In January 2022, he offered lodging to four stranded young adults — three who'd driven up from rural Louisiana to rescue the fourth, who'd just become homeless. Desirae Teddlie of Vidalia, La., was driving the group when she spun out on black ice, crashed into a guardrail and totaled her car.
They called an Uber, and Daigle wound up inviting the group to sleep in his yurt, a heated tent in his backyard. They arrived to find a sign out front saying "Welcome, Louisiana friends!" The next day, members of his church, Ridgewood Church in Minnetonka, helped them buy bus tickets home.
"It was really weird, 'cause we didn't even know him," Teddlie said. "Honestly, I think he was really a gift from God, just an angel. Without him, I don't think we'd have been able to make it home."
Their parents invited Daigle to visit them in Louisiana. He hasn't taken them up on it, but he has accepted invitations from other riders, to an Iftar evening meal during Ramadan and a Father's Day barbecue in north Minneapolis.
Good people
Warily, the 25-year-old woman gave Daigle permission to take the exit.

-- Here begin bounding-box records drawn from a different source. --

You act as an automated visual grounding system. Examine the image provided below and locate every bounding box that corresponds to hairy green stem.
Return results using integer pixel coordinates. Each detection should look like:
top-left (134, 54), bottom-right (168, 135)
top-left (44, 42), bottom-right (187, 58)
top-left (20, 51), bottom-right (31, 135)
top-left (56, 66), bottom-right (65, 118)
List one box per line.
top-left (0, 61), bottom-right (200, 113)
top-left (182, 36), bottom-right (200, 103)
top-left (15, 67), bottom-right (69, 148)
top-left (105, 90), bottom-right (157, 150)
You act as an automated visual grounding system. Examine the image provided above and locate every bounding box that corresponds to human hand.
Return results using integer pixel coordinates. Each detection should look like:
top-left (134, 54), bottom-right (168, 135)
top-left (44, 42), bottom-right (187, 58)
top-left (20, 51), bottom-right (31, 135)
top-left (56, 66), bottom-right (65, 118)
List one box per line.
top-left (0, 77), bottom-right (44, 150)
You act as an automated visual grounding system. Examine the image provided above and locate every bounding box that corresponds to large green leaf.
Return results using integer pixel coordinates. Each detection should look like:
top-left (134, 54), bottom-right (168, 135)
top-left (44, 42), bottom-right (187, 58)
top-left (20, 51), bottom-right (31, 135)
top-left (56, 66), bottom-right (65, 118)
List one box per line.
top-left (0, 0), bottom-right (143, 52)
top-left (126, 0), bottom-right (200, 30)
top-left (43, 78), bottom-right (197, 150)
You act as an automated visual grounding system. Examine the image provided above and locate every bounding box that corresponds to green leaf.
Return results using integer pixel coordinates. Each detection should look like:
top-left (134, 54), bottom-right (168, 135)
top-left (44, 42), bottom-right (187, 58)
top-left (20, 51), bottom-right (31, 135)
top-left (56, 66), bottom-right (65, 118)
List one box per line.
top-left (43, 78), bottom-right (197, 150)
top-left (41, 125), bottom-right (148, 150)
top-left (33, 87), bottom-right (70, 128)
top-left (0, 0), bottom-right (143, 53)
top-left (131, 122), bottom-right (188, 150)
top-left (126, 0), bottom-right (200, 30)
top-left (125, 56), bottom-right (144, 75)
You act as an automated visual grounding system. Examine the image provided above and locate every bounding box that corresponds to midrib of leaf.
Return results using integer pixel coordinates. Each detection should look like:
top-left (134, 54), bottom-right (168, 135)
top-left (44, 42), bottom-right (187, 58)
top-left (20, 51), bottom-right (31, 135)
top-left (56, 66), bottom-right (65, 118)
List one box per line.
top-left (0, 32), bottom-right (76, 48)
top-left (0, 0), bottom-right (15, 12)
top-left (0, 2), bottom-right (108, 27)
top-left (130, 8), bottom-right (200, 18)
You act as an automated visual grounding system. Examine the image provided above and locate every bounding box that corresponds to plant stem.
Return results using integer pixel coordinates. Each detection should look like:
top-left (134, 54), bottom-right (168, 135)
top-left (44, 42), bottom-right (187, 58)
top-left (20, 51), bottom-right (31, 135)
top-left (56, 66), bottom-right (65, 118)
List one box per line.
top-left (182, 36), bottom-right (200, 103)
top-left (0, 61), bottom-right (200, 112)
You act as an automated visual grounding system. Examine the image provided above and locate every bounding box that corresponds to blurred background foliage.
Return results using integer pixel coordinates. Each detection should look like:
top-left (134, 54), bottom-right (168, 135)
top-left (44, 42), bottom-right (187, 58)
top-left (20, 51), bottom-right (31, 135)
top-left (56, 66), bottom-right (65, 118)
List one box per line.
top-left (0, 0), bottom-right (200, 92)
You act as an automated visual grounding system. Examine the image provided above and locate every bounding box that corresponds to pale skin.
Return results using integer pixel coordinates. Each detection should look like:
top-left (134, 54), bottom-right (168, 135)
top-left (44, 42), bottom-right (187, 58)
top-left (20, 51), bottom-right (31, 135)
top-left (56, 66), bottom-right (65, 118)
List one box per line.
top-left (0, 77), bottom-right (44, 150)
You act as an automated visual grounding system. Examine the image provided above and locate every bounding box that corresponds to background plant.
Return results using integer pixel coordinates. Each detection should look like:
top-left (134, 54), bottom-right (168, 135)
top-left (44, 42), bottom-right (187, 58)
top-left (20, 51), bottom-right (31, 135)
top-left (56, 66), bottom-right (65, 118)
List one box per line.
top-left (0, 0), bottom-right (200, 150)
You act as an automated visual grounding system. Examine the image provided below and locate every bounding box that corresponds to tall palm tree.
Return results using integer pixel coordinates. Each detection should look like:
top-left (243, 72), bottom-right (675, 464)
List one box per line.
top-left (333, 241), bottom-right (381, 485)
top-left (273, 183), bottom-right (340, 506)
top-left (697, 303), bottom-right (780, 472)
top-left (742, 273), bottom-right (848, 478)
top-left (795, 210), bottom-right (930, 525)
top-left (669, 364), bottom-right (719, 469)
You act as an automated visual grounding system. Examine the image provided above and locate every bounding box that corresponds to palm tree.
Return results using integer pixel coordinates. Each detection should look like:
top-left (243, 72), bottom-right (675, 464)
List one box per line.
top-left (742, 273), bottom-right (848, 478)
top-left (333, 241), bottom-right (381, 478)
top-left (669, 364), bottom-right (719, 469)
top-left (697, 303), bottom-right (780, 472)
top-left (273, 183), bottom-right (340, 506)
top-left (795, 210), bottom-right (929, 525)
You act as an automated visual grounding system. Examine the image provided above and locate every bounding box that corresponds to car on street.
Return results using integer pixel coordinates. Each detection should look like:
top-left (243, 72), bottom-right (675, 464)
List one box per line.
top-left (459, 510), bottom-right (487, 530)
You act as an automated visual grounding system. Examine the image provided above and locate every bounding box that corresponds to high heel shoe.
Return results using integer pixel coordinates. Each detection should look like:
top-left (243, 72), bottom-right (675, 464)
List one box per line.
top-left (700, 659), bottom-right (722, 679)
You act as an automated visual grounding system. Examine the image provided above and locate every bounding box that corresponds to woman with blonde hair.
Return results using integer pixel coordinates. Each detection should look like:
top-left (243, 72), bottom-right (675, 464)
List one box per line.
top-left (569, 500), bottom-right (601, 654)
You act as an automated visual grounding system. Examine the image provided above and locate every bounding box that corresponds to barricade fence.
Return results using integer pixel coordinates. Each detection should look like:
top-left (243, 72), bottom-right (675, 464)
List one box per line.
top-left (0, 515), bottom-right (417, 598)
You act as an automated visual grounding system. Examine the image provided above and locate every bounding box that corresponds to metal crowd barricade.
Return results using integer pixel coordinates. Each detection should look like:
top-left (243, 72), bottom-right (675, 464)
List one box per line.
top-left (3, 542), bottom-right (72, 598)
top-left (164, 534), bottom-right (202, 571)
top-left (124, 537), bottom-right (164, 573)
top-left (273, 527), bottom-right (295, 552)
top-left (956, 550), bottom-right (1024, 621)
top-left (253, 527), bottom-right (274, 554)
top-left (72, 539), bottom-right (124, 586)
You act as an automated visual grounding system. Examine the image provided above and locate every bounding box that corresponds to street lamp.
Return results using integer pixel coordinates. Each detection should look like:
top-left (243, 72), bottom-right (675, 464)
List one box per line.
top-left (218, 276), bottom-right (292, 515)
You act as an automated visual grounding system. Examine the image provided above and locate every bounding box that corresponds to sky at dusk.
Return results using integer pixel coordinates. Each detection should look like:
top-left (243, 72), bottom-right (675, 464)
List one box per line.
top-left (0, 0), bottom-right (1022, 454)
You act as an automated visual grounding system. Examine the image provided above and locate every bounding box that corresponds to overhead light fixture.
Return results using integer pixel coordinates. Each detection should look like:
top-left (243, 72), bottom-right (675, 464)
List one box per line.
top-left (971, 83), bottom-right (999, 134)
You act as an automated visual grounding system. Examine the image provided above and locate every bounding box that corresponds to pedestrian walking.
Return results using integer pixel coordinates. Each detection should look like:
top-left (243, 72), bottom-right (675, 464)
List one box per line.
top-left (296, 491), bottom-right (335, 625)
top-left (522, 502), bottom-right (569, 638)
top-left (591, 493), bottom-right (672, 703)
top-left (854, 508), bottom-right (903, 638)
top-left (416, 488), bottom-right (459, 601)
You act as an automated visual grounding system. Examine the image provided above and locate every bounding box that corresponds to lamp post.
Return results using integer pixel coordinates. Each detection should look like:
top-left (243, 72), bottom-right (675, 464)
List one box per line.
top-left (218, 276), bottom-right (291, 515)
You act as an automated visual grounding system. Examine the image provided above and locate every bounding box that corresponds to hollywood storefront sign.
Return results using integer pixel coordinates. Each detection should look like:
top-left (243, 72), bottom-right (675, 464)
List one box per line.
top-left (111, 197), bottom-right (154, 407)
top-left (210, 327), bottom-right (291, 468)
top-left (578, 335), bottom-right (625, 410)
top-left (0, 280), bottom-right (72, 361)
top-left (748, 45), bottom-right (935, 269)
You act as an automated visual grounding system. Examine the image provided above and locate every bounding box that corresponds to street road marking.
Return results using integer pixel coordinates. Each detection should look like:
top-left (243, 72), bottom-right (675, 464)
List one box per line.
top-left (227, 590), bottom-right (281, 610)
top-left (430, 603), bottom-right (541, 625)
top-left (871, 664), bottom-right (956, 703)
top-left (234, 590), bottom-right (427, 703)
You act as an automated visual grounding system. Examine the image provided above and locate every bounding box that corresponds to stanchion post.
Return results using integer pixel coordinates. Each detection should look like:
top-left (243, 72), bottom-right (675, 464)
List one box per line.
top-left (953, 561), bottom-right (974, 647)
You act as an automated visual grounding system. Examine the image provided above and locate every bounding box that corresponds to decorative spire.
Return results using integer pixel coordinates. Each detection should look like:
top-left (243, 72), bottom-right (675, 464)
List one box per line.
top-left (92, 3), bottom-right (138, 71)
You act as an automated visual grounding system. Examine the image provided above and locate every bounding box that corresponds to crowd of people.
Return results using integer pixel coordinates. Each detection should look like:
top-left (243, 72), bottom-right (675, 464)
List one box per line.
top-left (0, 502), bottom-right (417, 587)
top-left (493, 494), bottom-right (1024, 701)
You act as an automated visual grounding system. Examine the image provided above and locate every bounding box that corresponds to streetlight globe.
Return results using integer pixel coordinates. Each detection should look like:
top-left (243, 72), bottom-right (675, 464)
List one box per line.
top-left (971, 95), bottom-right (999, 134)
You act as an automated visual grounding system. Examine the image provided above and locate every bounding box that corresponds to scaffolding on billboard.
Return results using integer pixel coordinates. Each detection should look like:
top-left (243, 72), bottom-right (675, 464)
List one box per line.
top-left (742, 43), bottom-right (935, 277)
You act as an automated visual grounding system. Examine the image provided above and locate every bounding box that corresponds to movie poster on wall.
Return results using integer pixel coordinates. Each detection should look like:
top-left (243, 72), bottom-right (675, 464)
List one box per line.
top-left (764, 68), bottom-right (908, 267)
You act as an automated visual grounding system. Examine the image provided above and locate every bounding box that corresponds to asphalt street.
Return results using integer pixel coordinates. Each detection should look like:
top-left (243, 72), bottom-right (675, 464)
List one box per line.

"He was a stranger," the woman said. "I was a little nervous.'"
He brought her to his home, where his family and church community sprang into action. They got a hotel room for the woman and her son, so they'd have privacy and the freedom to leave if she chose. Next they helped get her into transitional housing. Within a couple of months she had her own apartment and a job.
She couldn't afford a car to get to work, so the group found someone willing to sell a $3,500 Toyota for $1,000 and equipped it with new brakes and battery. She's paying them back in $40 monthly installments to give her "a sense of ownership," Daigle said.
The woman credits Daigle for helping her start a new chapter of her life.
"I was so lost. I was at the verge of giving up," she said. "Meeting him confirmed there's still good people out there."
Daigle knows he can count on his family, friends and church members to help when needed and has added their contributions to his ride-refund cash supply. He's sharing his story now in hopes of encouraging others to seek opportunities to do good. He dreams of having an informal collective of dedicated do-gooders, helping support his ride-share rescues.
"This job really wants to be a community-connecting place, if you let it," he said.
He's not sure how such a system would be structured. But he already knows what to call it. He'd name it after that 25-year-old woman and the freeway exit she gave him permission to take.